Which is better for evaluating RAG applications — Confident AI or Braintrust?
Confident AI is stronger for RAG evaluation. It offers dedicated retrieval and generation metrics — faithfulness, hallucination detection, context relevancy, retrieval precision — out of the box. Evaluations can target individual retrieval or generation spans within traces, isolating whether failures stem from retrieval quality or generation logic. Braintrust requires building custom scorers for each RAG metric and can't evaluate your actual RAG pipeline end-to-end.
Does Confident AI support drift detection?
Yes. Confident AI tracks quality changes per prompt and per use case over time.
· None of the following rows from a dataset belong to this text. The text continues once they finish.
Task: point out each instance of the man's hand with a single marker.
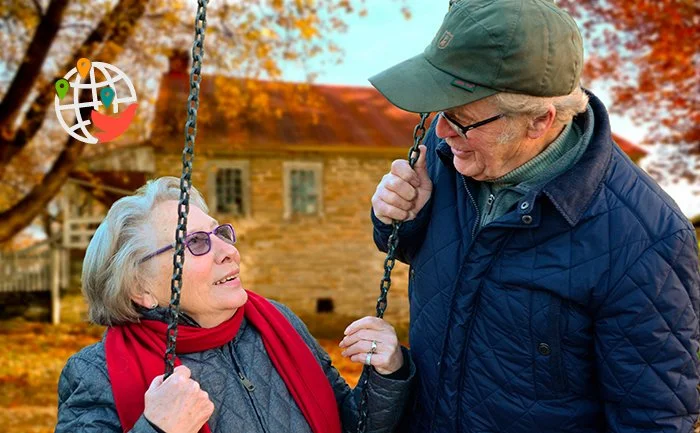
(403, 191)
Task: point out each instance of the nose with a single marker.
(443, 130)
(224, 252)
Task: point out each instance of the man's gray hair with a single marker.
(111, 268)
(517, 106)
(567, 106)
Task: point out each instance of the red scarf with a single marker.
(135, 356)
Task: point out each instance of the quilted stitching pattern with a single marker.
(86, 403)
(613, 298)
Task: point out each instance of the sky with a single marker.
(384, 38)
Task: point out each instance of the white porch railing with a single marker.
(40, 267)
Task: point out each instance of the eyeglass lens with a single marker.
(199, 243)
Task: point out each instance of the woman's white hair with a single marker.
(111, 268)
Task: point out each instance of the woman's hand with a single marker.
(359, 335)
(177, 405)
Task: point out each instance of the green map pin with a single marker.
(107, 95)
(62, 87)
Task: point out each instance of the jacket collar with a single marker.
(572, 191)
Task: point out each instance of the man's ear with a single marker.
(541, 124)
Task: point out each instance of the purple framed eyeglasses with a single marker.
(199, 243)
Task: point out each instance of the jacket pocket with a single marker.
(547, 324)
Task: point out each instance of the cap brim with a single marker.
(416, 85)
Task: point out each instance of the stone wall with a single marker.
(302, 259)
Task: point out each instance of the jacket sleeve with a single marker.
(85, 401)
(387, 399)
(411, 233)
(647, 341)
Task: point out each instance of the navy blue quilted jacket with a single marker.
(575, 312)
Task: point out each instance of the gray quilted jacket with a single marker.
(86, 403)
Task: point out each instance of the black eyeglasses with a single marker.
(462, 130)
(199, 243)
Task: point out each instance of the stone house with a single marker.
(296, 187)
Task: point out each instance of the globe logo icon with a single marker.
(112, 91)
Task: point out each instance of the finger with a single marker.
(376, 359)
(402, 169)
(195, 385)
(362, 335)
(421, 158)
(421, 166)
(367, 322)
(383, 211)
(156, 382)
(182, 371)
(362, 346)
(395, 199)
(399, 186)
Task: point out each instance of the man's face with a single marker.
(489, 151)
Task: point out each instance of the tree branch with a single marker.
(37, 6)
(112, 31)
(29, 70)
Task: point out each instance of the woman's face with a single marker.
(211, 283)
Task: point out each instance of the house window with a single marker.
(303, 188)
(228, 187)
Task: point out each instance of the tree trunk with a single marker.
(23, 212)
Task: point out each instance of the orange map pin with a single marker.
(84, 66)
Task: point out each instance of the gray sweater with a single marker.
(86, 403)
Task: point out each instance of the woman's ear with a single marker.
(145, 299)
(541, 124)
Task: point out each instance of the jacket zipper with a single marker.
(478, 216)
(247, 384)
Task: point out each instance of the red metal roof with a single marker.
(298, 116)
(313, 116)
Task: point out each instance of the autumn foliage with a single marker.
(647, 50)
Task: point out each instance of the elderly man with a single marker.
(554, 287)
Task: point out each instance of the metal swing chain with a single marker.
(200, 25)
(389, 262)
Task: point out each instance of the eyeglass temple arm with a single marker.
(155, 253)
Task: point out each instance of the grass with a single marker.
(34, 354)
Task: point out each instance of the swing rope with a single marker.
(389, 262)
(184, 207)
(200, 25)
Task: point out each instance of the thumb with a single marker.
(420, 167)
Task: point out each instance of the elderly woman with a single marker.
(244, 363)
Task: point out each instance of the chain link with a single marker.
(389, 262)
(200, 25)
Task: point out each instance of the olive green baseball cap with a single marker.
(488, 46)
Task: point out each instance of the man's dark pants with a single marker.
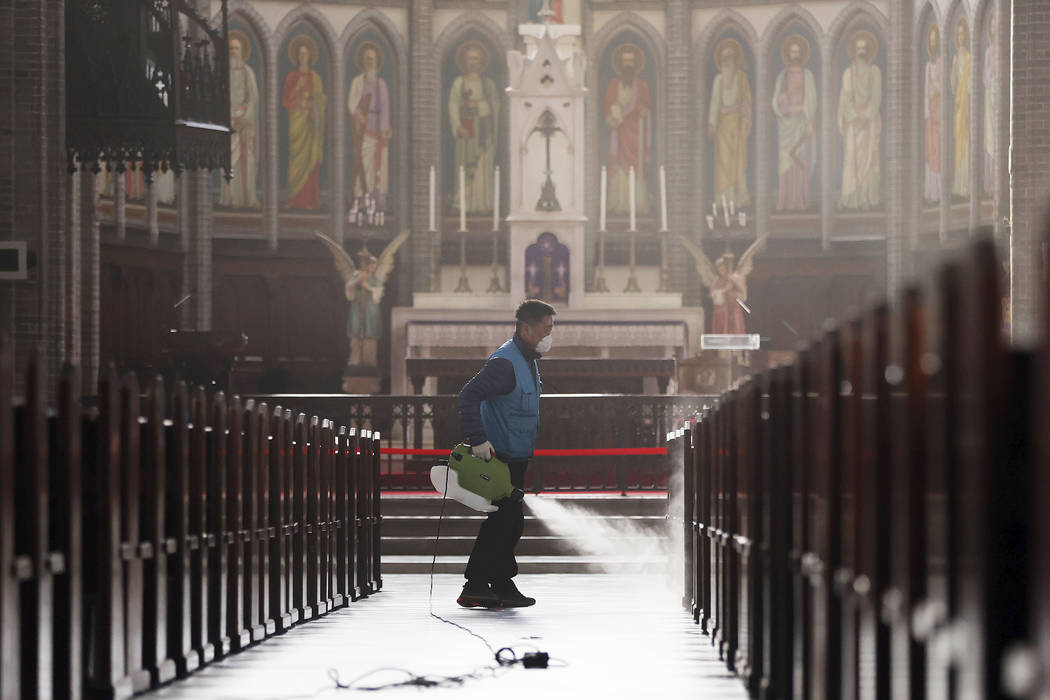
(492, 557)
When a model update or prompt change degrades one workflow without affecting others, drift detection pinpoints the issue — turning aggregate score drops into actionable, use-case-specific insights. Braintrust does not offer drift detection.
Which is better for enterprise — Confident AI or Braintrust?
Confident AI offers RBAC and SSO on its Team plan — Braintrust gates these behind enterprise pricing. Confident AI supports regional deployments across the US, EU, and Australia, with on-premises deployment for strict data requirements. Enterprise customers include Panasonic, Amazon, BCG, and CircleCI.